2017年2月27日 東京
国連大学サステイナビリティ高等研究所(UNU-IAS)は2月4日、日本国際湿地保全連合(WIJ)、地球環境パートナーシッププラザ(GEOC)とともに「2017年世界湿地の日記念シンポジウム」を開催しました。「湿地と防災・減災」をテーマに、生態系を基盤とした防災・減災(Eco-DRR)の国内外の動向や、国内での具体的な取り組み事例を紹介し、パネルディスカッションも行いました。
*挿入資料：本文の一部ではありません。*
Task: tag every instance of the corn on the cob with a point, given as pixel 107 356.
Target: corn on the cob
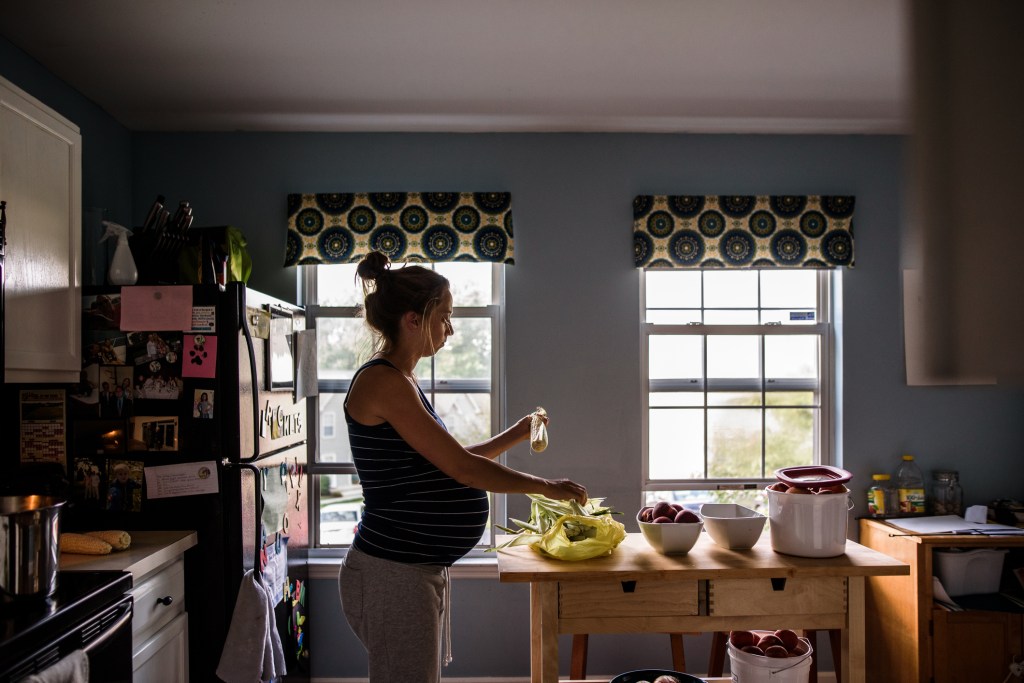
pixel 118 540
pixel 538 431
pixel 80 544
名執芳博WIJ会長の開会あいさつに続き、2人の専門家が基調講演を行いました。古田尚也大正大学教授・IUCN日本リエゾンオフィスコーディネーターは、Eco-DRRの国際的動向について紹介しました。吉田教授は、Eco-DRRという考え方は、増加する自然災害を契機に注目を集めており、国レベルでも政策に反映されていると説明しました。また、島谷幸宏九州大学教授が、日本でのEco-DRRについて講演しました。日本での取り組みの特徴は、Eco-DRRと地域の経済発展を同時に達成しようとしている点だと指摘する一方、定量的な評価方法が確立されておらず、従来の防災技術と比べて不確実性が高いことから、さらなる研究が必要だと強調しました。
さらに具体的な国内での取り組みについて、5人の専門家から発表がありました。UNU-IASの守分紀子コーディネーターは、里山・里海の存在は、生態系を守るだけでなく防災・減災を含む人々の生活向上と深く関係があると指摘しました。また、自然災害からの復興に際し、市民の意見を考慮する重要性についても話しました。
最後に、会場からの質問や意見に答える形でパネルディスカッションが行われました。自治体や各省庁といった組織の枠組みを超えた連携の方法、土地の所有権といった法制度から見たEco-DRRの課題、昔ながらの知識や知恵をEco-DRRに生かす重要性など、幅広い内容について話し合いました。